非诗→永恒的女性,引领我们上升
一切过往的
不过是象征
永恒之女性
引导我们上升
这是世界文学大师歌德花了六十年写诗剧《浮士德》末尾。 “永恒之女性,引导我们上升”,不仅成为名人名言,且有多种译文,大同小异,对比视之,有些意思。

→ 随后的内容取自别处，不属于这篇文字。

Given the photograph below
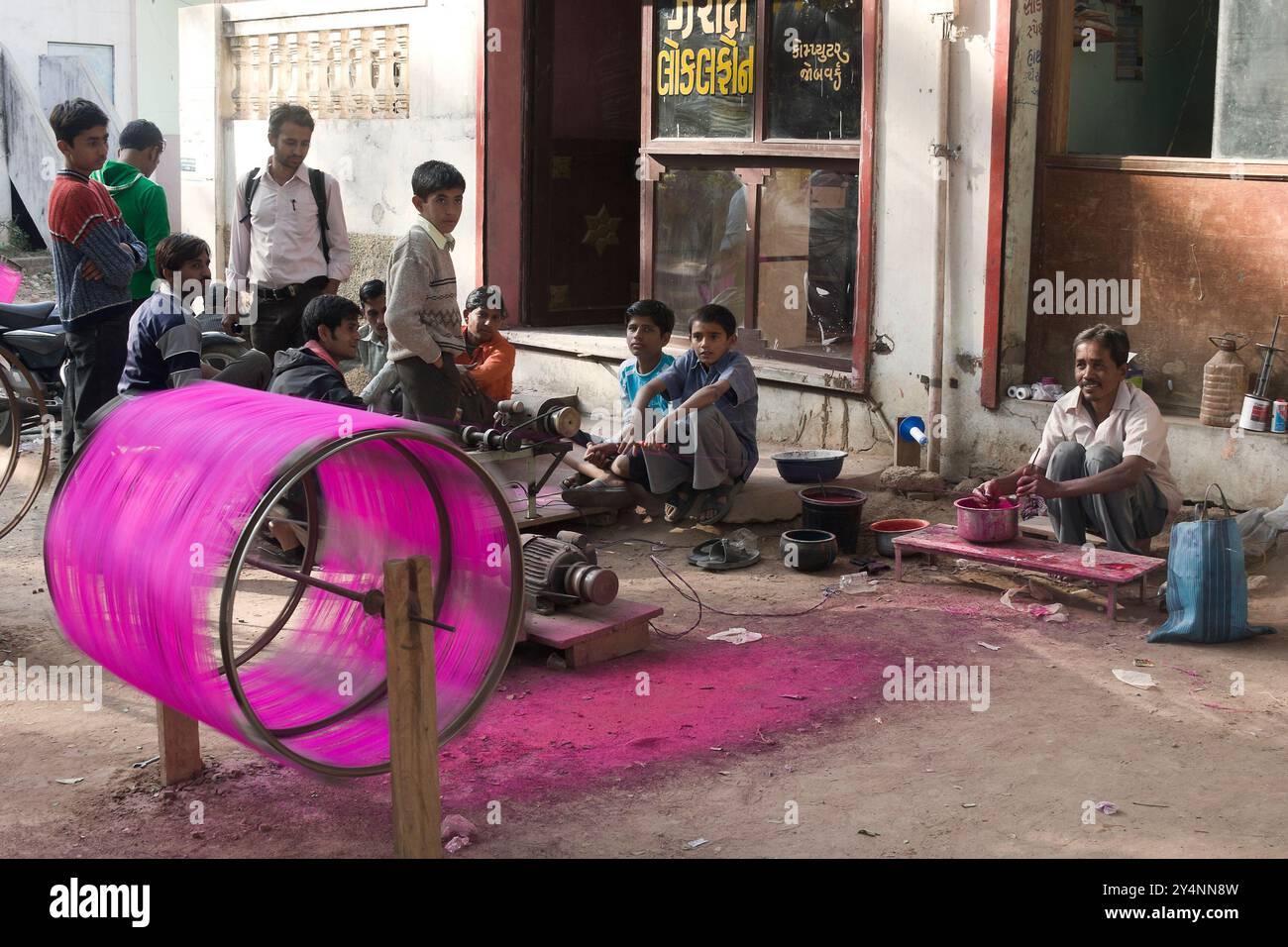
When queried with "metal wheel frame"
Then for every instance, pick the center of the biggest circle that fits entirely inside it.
(237, 564)
(8, 361)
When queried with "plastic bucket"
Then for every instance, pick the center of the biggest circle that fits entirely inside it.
(837, 510)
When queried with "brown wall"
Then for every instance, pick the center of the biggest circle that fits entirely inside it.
(1211, 254)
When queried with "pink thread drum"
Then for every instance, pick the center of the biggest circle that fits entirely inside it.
(147, 548)
(982, 521)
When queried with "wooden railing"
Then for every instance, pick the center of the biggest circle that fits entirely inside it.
(355, 72)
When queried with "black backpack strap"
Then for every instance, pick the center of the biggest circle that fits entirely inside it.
(317, 180)
(249, 187)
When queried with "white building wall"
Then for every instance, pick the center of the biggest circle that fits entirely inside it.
(905, 213)
(29, 27)
(373, 158)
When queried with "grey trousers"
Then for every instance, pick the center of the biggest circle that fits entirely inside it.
(430, 395)
(277, 324)
(702, 451)
(1125, 518)
(252, 369)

尼采曾有句对女性大不敬的话,“到女人那里去,别忘了带上鞭子!”,歌德这句著名的宣告,貌似弥补纠偏。但亦有观点以为,“永恒之女性,引导我们上升”,其实还是一种典型的男性视角与男性想象,只存在这种男性叙事模式的自传体小说、诗歌、文艺片里。而真实的红尘烟火中,哪里有什么永恒之女性?谁又能救赎得了谁?
看其他译文:
一切无常世界,
无非是个比方;
人生欠缺遗憾,
由此得到补偿;
无可名状境界,
在此成为现实;
跟随永恒女性,
我等向上,向上。
《浮士德》的中国约有十余个译本,译者有:郭沫若,周学普,顾寿昌,梁宗岱,绿原,杨武能,董问樵,钱春绮等。
董问樵译本:
一切无常事物,
无非比喻一场;
不如意事常八九,
而今如愿以偿;
奇幻难形笔楮,
焕然竟成文章;
永恒女性,自如常,
接引我们向上。
绿原译本:
万象皆俄顷,
无非是映影;
事凡不充分,
至此开始发生;
事凡无可名,
至此始果行;
永恒的女性,
引导我们飞升。
钱春绮译本:
一切无常者,
不过是虚幻;
力不胜任者,
在此处实现;
一切无可名,
在此处完成;
永恒的女性,
领我们飞升。
有热心人将德文和几个英文版塞到Google翻译器,出现如下版本:
全部暂态
只是一个比喻;
的不足,
这里的事件;
该难以形容
在这里,它的完成;
永恒的女性
吸引我们
一切暂时的
只是近似;
什么是不可能实现
这里涉及到通;
怎么没有人能准确描述,
在这里完成;
永恒的女性
吸引我们顺流
所有的瞬间,
是寓言,只;
不足,
在这里,成长为现实;
该无法形容,
在这里,完成;
女人,永恒的,
在召唤我们继续前进。
中国新诗开拓者之一郭沫若也曾有译本:
一切无常者,只是一虚影;
不可企及者,在此事已成;
不可名状者,在此已实有;
永恒之女性,领导我们走。
这里,郭沫若显然努力保持东方韵味。“领导”现在看多少有些突兀。
对“永恒的女性,引我们上升”,不仅译法在大同中有异,诠释也有差别。
川大扬武能教授认为是指作者本人一生所钟情的众多美丽女子。此言似有出处。歌德一生追求的女子实在不少,到了70岁上,还热恋一位16岁的少女。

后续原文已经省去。